Not that anyone's rushing him, mind you.
That's a big change from two weeks ago, when the moribund Blue Jays were desperate for the return of Reyes, a dynamic shortstop and former National League batting champion who's been sidelined since early April with a severely sprained left ankle.
"We haven't decided anything yet," Blue Jays manager John Gibbons said Sunday in response to a question about the timing of Reyes' return.
"It's kind of a day-to-day thing. You want to bring him back to screw it up?"
No one wants to mess with the winning chemistry Toronto is enjoying right now, not even in the case of Reyes. With a franchise record-tying 11 straight wins, the Blue Jays are on the best streak by any big league team since Detroit won 12 in a row back in 2011.
Behind exceptional starting pitching, timely hitting and an all but untouchable bullpen, Toronto has won 15 of its past 18 games and outscored opponents 102-52 in that span.
"I've been waiting for this since the season started," Blue Jays slugger Edwin Encarnacion said after hitting his 21st homer and driving in four runs in Sunday's 13-5 rout of the Baltimore Orioles.

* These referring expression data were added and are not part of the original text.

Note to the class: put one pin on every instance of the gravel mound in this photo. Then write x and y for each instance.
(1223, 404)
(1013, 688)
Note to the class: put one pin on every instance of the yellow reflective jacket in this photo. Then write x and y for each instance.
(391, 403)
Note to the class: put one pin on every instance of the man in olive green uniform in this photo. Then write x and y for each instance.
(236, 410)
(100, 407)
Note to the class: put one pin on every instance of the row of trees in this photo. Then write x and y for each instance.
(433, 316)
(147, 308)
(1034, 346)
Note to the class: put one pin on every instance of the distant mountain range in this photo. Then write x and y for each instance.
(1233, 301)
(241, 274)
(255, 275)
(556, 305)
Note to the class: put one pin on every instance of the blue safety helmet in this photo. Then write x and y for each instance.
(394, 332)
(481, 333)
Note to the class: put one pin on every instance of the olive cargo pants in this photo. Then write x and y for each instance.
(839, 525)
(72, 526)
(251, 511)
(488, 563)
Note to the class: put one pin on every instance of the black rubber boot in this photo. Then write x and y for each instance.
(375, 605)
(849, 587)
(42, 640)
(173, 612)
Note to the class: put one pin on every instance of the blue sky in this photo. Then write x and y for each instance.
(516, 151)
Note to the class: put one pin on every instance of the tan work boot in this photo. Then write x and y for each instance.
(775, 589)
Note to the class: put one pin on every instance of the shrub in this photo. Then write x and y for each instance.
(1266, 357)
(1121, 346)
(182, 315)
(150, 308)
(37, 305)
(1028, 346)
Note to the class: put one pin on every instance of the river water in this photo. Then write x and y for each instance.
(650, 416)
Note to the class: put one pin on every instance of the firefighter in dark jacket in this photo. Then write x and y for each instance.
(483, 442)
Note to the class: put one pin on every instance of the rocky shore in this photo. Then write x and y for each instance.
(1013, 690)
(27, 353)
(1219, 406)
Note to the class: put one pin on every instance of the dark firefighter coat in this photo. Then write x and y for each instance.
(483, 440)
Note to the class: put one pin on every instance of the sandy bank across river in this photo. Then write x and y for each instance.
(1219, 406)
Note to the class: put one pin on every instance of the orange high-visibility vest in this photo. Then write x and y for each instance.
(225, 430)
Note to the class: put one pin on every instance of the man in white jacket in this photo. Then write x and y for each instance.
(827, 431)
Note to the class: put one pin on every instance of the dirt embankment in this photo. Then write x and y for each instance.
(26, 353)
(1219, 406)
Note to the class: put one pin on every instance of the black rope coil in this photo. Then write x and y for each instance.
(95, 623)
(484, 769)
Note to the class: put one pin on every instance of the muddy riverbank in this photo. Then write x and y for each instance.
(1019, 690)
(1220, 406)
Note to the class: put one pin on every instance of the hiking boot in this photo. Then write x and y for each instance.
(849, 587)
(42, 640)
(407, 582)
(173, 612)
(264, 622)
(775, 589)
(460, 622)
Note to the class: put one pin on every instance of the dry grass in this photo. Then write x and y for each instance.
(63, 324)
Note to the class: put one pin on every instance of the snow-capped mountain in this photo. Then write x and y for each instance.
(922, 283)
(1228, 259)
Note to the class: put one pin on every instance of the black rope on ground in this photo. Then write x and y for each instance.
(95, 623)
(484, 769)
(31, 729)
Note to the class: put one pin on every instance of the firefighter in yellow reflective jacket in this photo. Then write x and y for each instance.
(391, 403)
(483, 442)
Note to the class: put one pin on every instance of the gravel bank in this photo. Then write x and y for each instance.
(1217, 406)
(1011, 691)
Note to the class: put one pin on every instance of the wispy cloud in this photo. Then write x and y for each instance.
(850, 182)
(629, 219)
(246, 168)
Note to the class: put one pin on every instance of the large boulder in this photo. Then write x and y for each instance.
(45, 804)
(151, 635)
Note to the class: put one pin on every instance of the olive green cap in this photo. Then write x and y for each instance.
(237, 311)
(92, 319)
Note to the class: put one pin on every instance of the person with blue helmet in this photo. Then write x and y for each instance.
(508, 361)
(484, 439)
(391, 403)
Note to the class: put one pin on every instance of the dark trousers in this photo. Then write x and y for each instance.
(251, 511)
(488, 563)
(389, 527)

"I believe in this team, so I knew things had to change, things had to become good for us. That's the way right now and we enjoy it, enjoy the moment.
"I'm not surprised by this. I know this team is good and I know we can do it."
'We're rolling along'
Belief was harder to come by when Reyes' lengthy absence and a host of other problems threatened to derail a highly- anticipated season for the Blue Jays, who haven't made the playoffs since winning back-to-back World Series titles in 1992 and 1993.

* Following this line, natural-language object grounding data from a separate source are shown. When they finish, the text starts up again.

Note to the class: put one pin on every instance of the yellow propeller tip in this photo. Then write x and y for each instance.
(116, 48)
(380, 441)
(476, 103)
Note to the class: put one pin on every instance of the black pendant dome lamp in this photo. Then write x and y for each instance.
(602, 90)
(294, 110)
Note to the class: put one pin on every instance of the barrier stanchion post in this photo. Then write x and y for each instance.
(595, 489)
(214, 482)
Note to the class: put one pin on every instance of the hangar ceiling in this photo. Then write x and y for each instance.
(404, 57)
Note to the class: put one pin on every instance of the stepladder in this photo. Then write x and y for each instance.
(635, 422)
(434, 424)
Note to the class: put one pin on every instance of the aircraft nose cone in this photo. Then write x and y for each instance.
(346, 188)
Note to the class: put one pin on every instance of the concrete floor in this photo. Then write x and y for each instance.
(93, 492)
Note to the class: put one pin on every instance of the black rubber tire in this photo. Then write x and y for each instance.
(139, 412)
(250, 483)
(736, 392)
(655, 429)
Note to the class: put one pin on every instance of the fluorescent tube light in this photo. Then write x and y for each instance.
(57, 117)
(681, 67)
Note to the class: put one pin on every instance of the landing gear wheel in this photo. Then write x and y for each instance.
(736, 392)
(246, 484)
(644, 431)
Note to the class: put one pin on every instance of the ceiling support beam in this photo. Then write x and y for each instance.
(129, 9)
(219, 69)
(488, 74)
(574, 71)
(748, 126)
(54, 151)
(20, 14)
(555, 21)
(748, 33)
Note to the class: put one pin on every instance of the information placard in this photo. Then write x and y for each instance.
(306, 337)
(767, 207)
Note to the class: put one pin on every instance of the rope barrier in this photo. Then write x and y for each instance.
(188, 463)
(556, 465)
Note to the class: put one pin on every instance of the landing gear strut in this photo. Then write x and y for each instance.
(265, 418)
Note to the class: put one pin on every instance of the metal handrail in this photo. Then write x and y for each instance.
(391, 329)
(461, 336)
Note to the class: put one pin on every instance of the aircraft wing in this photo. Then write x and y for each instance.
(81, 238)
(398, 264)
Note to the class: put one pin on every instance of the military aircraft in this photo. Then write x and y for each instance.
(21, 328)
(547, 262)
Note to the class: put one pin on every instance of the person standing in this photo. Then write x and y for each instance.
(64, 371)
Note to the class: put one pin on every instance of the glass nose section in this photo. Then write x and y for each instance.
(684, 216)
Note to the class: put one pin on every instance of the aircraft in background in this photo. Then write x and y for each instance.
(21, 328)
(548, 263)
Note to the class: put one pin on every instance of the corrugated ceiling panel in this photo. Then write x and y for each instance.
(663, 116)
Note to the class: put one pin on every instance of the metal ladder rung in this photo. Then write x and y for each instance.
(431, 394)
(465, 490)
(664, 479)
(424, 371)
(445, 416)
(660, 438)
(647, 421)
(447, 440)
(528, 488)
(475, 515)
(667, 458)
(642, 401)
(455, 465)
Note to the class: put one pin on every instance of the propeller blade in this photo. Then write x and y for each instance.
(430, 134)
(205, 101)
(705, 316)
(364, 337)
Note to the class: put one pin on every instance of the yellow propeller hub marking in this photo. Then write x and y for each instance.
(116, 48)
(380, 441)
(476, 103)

Even before spring training, Toronto was pegged as a favourite for the Fall Classic after an off-season overhaul that added Reyes, Josh Johnson and Mark Buehrle in a massive trade with the Miami Marlins and reigning NL Cy Young award winner R.A. Dickey in a deal with the New York Mets.
But the Blue Jays stumbled to a 10-21 start and were stuck nine games below .500 (27-36) after losing to the Chicago White Sox on June 10.

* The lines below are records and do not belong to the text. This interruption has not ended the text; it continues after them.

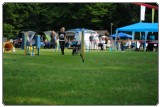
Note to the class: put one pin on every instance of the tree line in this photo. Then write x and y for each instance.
(47, 16)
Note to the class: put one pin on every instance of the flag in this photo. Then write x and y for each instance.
(143, 8)
(153, 11)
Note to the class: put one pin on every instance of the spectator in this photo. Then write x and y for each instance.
(62, 38)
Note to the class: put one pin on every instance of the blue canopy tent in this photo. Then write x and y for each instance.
(122, 35)
(139, 27)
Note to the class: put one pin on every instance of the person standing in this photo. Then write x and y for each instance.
(62, 38)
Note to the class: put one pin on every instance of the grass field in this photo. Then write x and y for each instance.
(106, 78)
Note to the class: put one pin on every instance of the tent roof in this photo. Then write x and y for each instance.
(122, 35)
(140, 27)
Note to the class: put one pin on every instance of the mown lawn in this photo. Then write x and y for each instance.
(106, 78)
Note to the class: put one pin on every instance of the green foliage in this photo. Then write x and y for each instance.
(48, 16)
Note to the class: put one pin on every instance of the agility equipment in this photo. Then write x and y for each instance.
(8, 47)
(31, 47)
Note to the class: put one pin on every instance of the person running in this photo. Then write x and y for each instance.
(62, 38)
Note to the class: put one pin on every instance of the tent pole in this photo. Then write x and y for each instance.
(133, 34)
(146, 33)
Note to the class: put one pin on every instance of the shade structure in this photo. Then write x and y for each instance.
(139, 27)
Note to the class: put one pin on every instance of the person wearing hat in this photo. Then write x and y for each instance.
(62, 38)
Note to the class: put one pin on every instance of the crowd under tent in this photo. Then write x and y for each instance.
(139, 27)
(122, 35)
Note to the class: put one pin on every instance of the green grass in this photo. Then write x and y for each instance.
(106, 78)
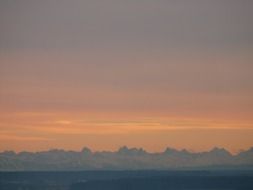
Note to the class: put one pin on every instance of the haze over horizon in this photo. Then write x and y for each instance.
(104, 74)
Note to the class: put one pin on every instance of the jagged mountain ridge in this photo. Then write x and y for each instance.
(123, 159)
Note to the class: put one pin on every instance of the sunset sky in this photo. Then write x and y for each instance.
(142, 73)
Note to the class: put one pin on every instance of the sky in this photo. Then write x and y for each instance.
(104, 74)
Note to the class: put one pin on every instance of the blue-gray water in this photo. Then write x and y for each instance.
(127, 180)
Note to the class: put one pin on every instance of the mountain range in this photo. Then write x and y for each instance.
(124, 159)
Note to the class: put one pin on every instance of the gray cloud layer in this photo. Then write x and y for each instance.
(129, 24)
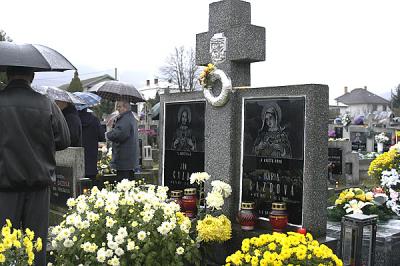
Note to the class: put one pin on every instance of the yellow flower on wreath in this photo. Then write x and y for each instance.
(212, 228)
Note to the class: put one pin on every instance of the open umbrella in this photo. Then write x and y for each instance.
(155, 111)
(58, 94)
(117, 91)
(90, 99)
(35, 56)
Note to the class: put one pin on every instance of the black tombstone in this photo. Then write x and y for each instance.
(358, 141)
(273, 159)
(184, 143)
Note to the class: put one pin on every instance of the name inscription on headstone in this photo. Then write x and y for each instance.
(358, 141)
(184, 143)
(335, 161)
(62, 187)
(273, 159)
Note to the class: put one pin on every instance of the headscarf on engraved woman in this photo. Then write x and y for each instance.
(272, 139)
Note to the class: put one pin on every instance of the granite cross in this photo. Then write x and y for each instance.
(245, 43)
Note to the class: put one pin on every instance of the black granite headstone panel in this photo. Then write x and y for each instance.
(62, 187)
(358, 141)
(184, 143)
(273, 160)
(335, 160)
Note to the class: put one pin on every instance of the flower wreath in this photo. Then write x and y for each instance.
(209, 75)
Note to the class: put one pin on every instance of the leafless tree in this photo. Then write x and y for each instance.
(181, 69)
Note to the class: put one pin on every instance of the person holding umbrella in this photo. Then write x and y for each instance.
(92, 133)
(124, 132)
(74, 122)
(124, 138)
(32, 128)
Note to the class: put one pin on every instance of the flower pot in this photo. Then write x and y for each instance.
(247, 216)
(380, 147)
(189, 202)
(278, 216)
(176, 196)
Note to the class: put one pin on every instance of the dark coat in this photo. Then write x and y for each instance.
(32, 128)
(92, 133)
(74, 124)
(125, 143)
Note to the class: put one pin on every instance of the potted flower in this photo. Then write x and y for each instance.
(283, 249)
(356, 200)
(380, 140)
(213, 228)
(18, 247)
(124, 225)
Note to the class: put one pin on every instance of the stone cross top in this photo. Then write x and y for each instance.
(234, 42)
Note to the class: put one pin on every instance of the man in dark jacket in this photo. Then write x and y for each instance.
(92, 133)
(32, 128)
(74, 122)
(125, 143)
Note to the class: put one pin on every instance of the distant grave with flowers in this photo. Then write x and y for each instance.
(268, 143)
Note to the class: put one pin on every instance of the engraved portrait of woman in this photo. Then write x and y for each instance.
(183, 139)
(272, 139)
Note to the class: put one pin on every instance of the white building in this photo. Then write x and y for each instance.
(360, 101)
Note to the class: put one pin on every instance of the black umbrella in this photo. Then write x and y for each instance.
(155, 111)
(38, 57)
(117, 91)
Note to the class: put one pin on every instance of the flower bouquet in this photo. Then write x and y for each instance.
(283, 249)
(205, 77)
(103, 165)
(381, 138)
(355, 200)
(384, 162)
(346, 120)
(213, 228)
(390, 183)
(18, 247)
(124, 225)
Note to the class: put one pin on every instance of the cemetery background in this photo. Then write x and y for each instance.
(350, 167)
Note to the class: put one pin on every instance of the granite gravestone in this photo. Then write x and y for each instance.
(358, 141)
(273, 160)
(224, 126)
(183, 143)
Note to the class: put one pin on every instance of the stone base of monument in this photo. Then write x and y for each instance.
(387, 241)
(147, 163)
(238, 235)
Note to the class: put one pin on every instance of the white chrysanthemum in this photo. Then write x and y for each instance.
(81, 206)
(214, 200)
(110, 222)
(99, 203)
(113, 262)
(68, 243)
(131, 245)
(112, 245)
(199, 177)
(101, 255)
(180, 250)
(109, 253)
(122, 232)
(142, 235)
(148, 215)
(71, 202)
(390, 178)
(119, 239)
(119, 252)
(222, 187)
(92, 216)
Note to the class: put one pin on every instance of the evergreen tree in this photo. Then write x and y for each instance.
(395, 101)
(3, 77)
(75, 84)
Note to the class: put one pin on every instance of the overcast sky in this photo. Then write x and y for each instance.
(352, 43)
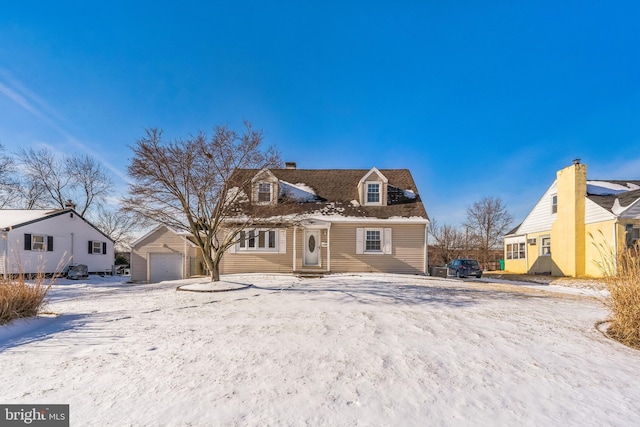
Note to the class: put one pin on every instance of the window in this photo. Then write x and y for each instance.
(633, 235)
(38, 242)
(257, 240)
(373, 192)
(264, 192)
(545, 245)
(373, 241)
(516, 250)
(97, 247)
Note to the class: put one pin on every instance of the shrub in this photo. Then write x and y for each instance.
(624, 288)
(19, 298)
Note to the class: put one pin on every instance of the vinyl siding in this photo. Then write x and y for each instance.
(407, 250)
(263, 262)
(70, 234)
(540, 218)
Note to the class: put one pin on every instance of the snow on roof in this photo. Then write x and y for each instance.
(603, 188)
(299, 192)
(409, 194)
(11, 217)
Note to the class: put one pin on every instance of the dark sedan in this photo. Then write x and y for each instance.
(463, 267)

Eleven wins later, Toronto is above .500 for the first time all season and has a new lease on life in the hyper-competitive AL East, where all five teams boast winning records.
"It was a battle early on, we all know that," Gibbons said after his team thumped the Orioles for its third straight series sweep.
"We always figured it was just a matter of time before we started playing better and it lasted longer than we expected. But that's all behind us now and we're rolling along."
Blue Jays relievers have allowed just six earned runs in their past 76 innings. The starters, meanwhile, have allowed two earned runs or fewer in eight of the past 10 games, posting an earned-run average of 2.25.
"You want to get here as early as possible because it's a lot of fun being here, being on this streak," Johnson said after beating Baltimore Sunday for his first victory of the season.
"You just want to keep playing good baseball and keep the winning going."
'It's heating up'
The turnaround also means Toronto can afford more patience when it comes to Reyes' minor-league rehab. While many thought he'd be back Monday for a three-game series at division rival Tampa Bay, Blue Jays general manager Alex Anthopoulos said Sunday that Reyes might not return until Thursday, when they begin a pivotal four game set at Fenway Park against the AL East-leading Boston Red Sox.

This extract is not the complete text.